The shocking trade came on the same day Chudzinski announced that third-string quarterback Brian Hoyer will start Sunday against Minnesota. Hoyer got the surprising nod over backup Jason Campbell to fill in for starter Brandon Weeden, who is sidelined with a sprained right thumb.
Like Richardson, Weeden's days could be numbered in Cleveland, where the Browns have started 19 quarterbacks since 1999 and are still looking for the right one. Next year's draft class includes several top-flight QBs and the Browns could be loading up on picks to make sure they get one.
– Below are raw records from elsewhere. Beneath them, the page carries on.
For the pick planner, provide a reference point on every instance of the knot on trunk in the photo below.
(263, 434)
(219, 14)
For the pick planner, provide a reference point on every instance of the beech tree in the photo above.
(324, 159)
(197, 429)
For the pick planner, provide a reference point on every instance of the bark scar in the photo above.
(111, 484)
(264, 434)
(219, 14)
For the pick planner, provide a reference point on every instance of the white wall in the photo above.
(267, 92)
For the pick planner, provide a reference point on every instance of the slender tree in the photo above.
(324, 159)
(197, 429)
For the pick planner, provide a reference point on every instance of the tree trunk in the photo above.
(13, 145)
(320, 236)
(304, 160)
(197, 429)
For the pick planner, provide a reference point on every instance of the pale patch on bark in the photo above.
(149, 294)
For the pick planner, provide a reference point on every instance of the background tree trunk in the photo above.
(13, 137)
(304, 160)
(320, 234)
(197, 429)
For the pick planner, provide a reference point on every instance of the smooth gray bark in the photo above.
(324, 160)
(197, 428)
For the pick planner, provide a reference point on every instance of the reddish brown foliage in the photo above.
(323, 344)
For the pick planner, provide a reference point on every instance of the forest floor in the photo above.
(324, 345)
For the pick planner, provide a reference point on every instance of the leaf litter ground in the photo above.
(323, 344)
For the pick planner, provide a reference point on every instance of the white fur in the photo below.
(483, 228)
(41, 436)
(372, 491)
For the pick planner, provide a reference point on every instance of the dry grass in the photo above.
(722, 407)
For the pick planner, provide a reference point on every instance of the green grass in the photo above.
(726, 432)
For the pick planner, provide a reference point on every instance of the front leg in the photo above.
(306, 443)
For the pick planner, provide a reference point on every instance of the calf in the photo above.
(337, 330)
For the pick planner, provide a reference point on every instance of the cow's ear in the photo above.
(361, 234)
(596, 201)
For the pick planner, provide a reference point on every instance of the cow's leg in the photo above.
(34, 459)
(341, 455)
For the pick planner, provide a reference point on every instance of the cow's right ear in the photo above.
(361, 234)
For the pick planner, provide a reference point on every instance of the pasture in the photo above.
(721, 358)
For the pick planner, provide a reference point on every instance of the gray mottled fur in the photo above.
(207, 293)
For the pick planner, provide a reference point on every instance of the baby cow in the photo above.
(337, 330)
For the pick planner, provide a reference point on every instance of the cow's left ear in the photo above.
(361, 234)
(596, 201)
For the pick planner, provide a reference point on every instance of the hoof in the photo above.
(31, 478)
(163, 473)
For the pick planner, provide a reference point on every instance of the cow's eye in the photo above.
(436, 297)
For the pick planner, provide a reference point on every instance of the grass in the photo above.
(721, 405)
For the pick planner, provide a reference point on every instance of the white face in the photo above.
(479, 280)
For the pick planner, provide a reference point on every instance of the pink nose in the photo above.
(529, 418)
In addition, the Browns are bringing in free agent running back Willis McGahee for a physical and will sign him if he passes. A two-time Pro Bowl pick, McGahee was most recently with Denver.
McGahee rushed for 731 yards in 10 games for the Broncos last season. He has also played for Buffalo and Baltimore, gaining 8,097 career yards on 1,957 carries.
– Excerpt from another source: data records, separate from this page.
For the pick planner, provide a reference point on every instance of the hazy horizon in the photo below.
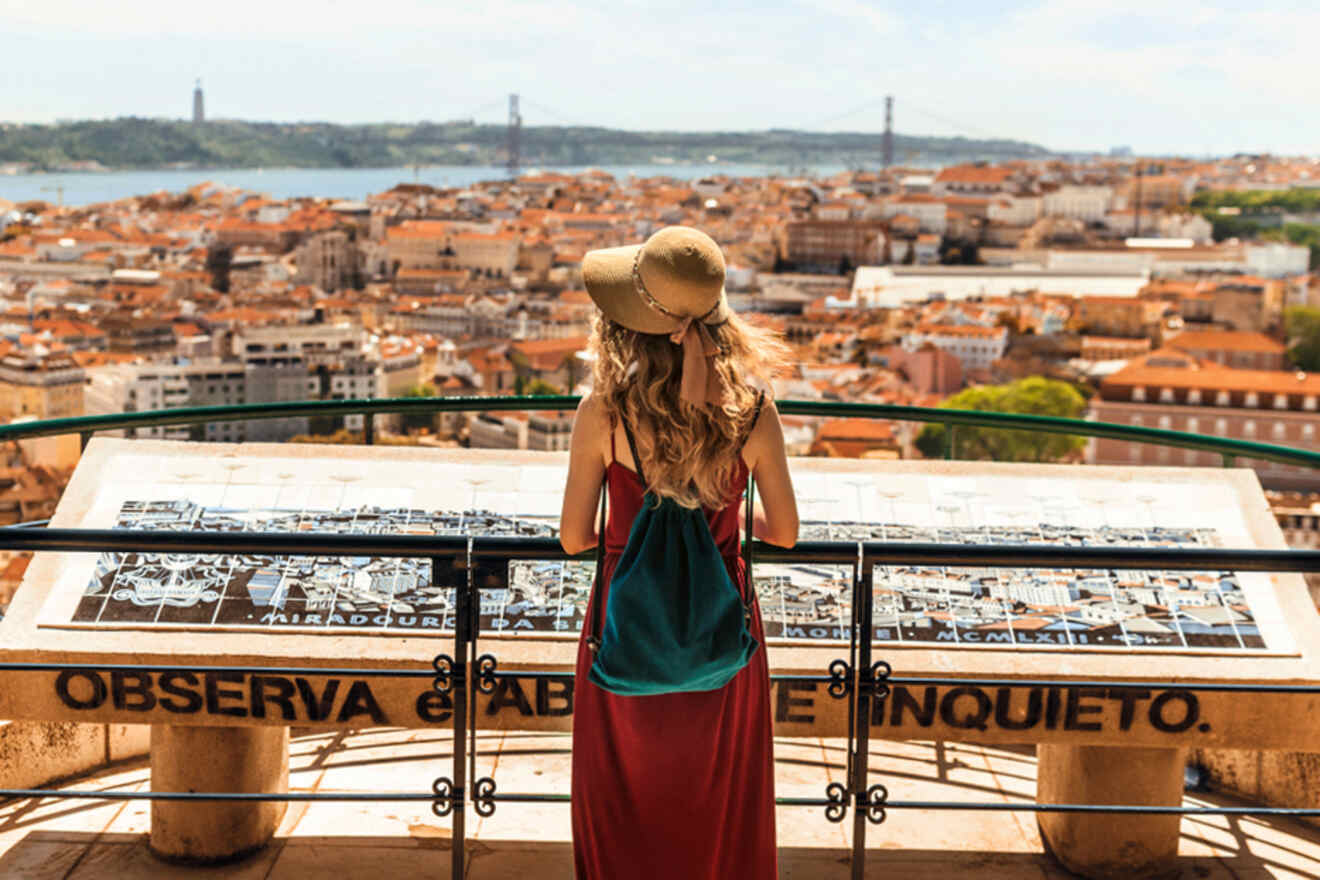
(1174, 78)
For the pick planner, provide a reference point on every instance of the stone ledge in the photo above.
(37, 754)
(1266, 777)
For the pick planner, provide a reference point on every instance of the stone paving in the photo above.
(79, 839)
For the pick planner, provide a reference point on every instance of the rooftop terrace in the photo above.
(78, 839)
(918, 793)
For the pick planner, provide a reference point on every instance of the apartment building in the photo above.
(40, 384)
(1242, 350)
(825, 244)
(974, 347)
(1175, 391)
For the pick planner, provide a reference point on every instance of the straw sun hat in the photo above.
(672, 285)
(660, 286)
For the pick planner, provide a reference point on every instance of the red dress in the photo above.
(675, 786)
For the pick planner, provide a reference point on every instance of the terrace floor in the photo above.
(77, 839)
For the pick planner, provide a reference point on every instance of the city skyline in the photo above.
(1176, 79)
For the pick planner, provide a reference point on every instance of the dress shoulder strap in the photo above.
(755, 417)
(632, 447)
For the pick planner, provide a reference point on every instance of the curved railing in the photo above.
(952, 418)
(861, 681)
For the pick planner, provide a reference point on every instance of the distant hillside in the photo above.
(153, 143)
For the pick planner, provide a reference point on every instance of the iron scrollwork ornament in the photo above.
(877, 797)
(444, 790)
(837, 796)
(486, 673)
(483, 796)
(444, 680)
(881, 673)
(841, 678)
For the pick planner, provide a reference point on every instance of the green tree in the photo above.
(1302, 325)
(1032, 396)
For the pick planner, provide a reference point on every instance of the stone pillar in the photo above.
(1110, 846)
(217, 759)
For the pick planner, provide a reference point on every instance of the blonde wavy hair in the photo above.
(689, 453)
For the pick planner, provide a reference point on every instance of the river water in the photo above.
(321, 182)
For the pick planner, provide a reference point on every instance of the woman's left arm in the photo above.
(586, 471)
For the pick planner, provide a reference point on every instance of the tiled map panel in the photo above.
(809, 602)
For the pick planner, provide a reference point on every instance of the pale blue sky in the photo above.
(1160, 75)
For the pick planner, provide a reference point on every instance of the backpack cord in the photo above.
(593, 640)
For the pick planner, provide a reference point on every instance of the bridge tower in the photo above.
(889, 131)
(514, 137)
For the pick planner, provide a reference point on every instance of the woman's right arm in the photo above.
(768, 462)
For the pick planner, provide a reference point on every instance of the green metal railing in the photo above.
(465, 673)
(951, 418)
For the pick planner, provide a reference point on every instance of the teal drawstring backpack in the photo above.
(675, 620)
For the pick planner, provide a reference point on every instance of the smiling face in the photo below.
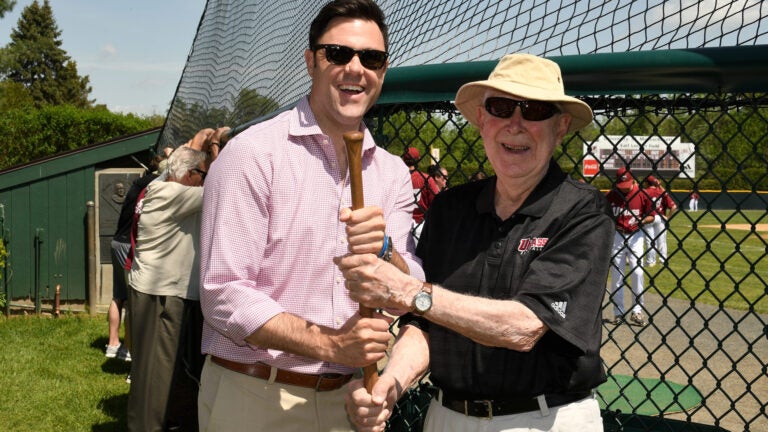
(342, 94)
(519, 150)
Earlier in the day, Richardson, who has been slowed by injuries throughout his brief pro career, talked to Minnesota reporters on a conference about the pressure and expectations that come with being such a high draft pick.
"I think people make it more pressure than what it is," he said. "I just like to play football. At the end of the day, I'm going to play football like I've always been coached. The way I've always played. I'm going to be physical, fast, I'm going to be up-tempo, I'm going to be the one who's trying to lead by example. No matter what, that's a big reason why I fought through injury last year with broken ribs and two knee surgeries, because I know that being a first-round pick what the expectations are of you, and me being the man that I am, the athlete I am, I'm not going to sit down unless my legs are broke.
"So if I can still run and I can still catch the ball, I'm playing."
Browns CEO Joe Banner said the decision to deal Richardson is in keeping with a plan to overhaul the team.
"Trent's a great player and we expect him to have success in this league," Banner said. "Right now, based on how we're building this team for sustainable success, we're going to be aggressive and do what it takes to assemble a team that consistently wins."
Richardson's role with the Brown has been perplexing under Chudzinski. He only had 13 carries in the season opener against Miami and did not have one rushing attempt in the fourth quarter. Last week, he said he wanted more carries and had 18 in Sunday's loss to the Ravens for 58 yards.